Max and Josh order cheeseburgers and fries. A side of Goulash is available and they both partake. They discuss their general idiocy about not checking the closing time for the drum store especially in the 21st century when technology puts information right at their fingertips. The Super Bowl is discussed as Josh is a fan of the NY Giants. And they talk about the NCAA Duke Blue Devils, Max being from NC and a huge fan. The coffee tastes like water and with the amount of spices in the Goulash, the substance could be from any century. they are both fine. The cheeseburger is good. A good German cheeseburger. The pickle is carbonated. The juices. When you bite in, the pickle juice is carbonated. It’s weird, but satisfying.

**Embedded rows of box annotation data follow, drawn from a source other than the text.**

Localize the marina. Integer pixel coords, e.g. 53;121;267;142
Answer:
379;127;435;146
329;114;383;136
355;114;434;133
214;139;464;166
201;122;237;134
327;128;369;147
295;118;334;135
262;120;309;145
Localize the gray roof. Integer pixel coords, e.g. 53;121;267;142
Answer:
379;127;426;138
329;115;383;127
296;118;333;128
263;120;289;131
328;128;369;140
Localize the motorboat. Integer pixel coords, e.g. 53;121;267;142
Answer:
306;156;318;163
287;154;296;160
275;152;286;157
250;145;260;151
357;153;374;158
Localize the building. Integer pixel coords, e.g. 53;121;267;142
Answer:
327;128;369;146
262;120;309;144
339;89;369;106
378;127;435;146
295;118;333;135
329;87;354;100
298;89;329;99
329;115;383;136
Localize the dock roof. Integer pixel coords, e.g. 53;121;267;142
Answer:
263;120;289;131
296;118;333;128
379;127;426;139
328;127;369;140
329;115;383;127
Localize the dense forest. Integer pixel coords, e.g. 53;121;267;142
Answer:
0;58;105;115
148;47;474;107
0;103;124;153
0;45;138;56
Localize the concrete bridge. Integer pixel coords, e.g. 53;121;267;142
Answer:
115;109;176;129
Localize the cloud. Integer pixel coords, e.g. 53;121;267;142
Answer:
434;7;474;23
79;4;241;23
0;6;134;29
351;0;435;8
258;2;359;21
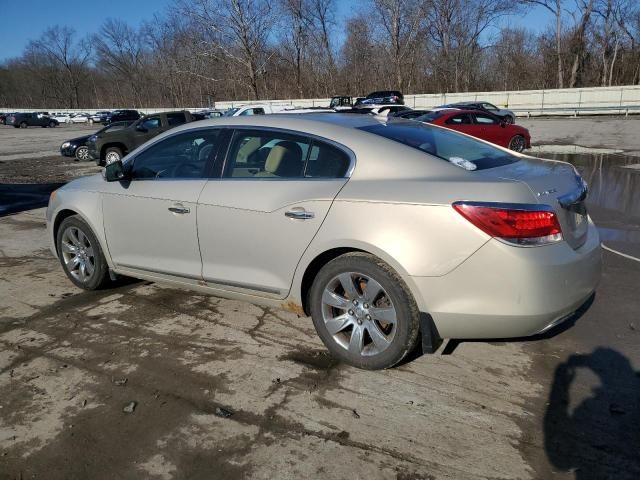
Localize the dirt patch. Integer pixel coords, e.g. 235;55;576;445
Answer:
0;155;100;184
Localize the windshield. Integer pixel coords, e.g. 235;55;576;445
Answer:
360;120;519;170
222;108;240;117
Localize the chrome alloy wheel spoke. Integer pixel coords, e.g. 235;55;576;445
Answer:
322;272;398;356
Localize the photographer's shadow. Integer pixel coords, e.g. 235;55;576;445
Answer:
544;348;640;480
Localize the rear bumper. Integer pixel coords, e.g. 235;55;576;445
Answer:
60;145;78;157
411;221;602;339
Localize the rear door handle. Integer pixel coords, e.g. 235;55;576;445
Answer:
169;205;191;215
284;210;315;220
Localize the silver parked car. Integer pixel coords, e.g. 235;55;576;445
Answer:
47;113;600;369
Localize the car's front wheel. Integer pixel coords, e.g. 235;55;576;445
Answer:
76;146;89;162
104;147;122;165
309;252;420;370
509;135;527;152
56;215;109;290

The old lady in the kitchen needs a lot of attention apparently and the waitress spends her time defending the advances of the lingering drunk, talking with the cook and waiting on the few tables open, including Max and Josh. service is slow. no mind. no rush. it’s snowing outside, so might as well take your time. Then in time, two men, a younger and an older man come into the diner as if they own the place. Walking around. Checking things out. Laying their coats in a booth.

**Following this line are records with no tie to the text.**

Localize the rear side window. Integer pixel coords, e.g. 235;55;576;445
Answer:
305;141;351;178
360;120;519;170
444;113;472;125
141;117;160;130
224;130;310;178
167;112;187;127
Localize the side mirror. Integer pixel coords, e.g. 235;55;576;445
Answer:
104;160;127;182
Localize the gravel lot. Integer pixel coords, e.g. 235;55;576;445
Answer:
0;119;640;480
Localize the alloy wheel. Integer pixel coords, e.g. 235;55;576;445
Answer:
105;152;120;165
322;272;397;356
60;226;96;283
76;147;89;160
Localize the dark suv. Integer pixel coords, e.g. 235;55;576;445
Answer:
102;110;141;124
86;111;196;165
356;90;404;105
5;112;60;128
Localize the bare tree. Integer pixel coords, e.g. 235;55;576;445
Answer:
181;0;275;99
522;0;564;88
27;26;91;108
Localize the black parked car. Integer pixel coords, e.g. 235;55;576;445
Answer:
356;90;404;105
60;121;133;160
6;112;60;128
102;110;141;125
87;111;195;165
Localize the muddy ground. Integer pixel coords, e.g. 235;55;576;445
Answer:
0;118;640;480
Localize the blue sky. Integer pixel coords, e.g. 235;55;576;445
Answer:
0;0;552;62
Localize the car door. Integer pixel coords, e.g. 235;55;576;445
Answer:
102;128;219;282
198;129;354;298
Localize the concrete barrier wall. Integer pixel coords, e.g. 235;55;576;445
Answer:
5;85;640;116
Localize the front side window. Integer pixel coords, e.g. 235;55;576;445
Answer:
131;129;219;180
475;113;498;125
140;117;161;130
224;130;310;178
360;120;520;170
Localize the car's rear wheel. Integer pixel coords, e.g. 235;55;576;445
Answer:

They do own the place. Or at least the older man does, but the younger is definitely a relative if not son. The place is nearly dead so there is no work to be done at the moment expect speed up the drunks departure with their complete indifference to what he has to say. They do this while sitting in the booth behind Max and Josh looking at a catalog with items such as swords and armor and other war supplies dating at least to the 20th century. Before the drunk left, he tried to start a heated debate about the quality of swords made in Pakistan, but the German owner refused to participate other than sighing or making comments such as “uh huh.”

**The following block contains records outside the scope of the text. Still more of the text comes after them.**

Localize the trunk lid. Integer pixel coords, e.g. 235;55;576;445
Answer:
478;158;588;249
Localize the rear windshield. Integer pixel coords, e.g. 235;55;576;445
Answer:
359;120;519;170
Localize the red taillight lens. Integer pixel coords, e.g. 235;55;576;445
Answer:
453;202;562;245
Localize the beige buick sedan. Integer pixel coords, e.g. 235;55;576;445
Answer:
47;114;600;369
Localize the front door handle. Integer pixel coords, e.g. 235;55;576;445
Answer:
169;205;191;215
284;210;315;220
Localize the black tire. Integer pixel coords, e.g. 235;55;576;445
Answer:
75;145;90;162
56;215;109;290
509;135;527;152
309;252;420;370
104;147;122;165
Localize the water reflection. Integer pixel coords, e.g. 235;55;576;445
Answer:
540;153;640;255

Max and Josh were ready to leave and bear the winter snow back to Evanston then back to the city for Josh. Max had a gig that night. Josh had writing to do. maybe he wrote this. The waitress finally brought the check. They paid and left. This was a lengthy process as well in the German diner and Max and Josh were able to hear the younger man speak with his nose in a catalog, “It would be funny to show up wearing a Nazi uniform.” Some fair or event we assume the youth was going to dress up for, in a Nazi uniform. The father figure gave his son the same indifference he gave the regular drunk.

In silence two cousins walk back to the car. “Who closes at 4 o’clock?” Laughter.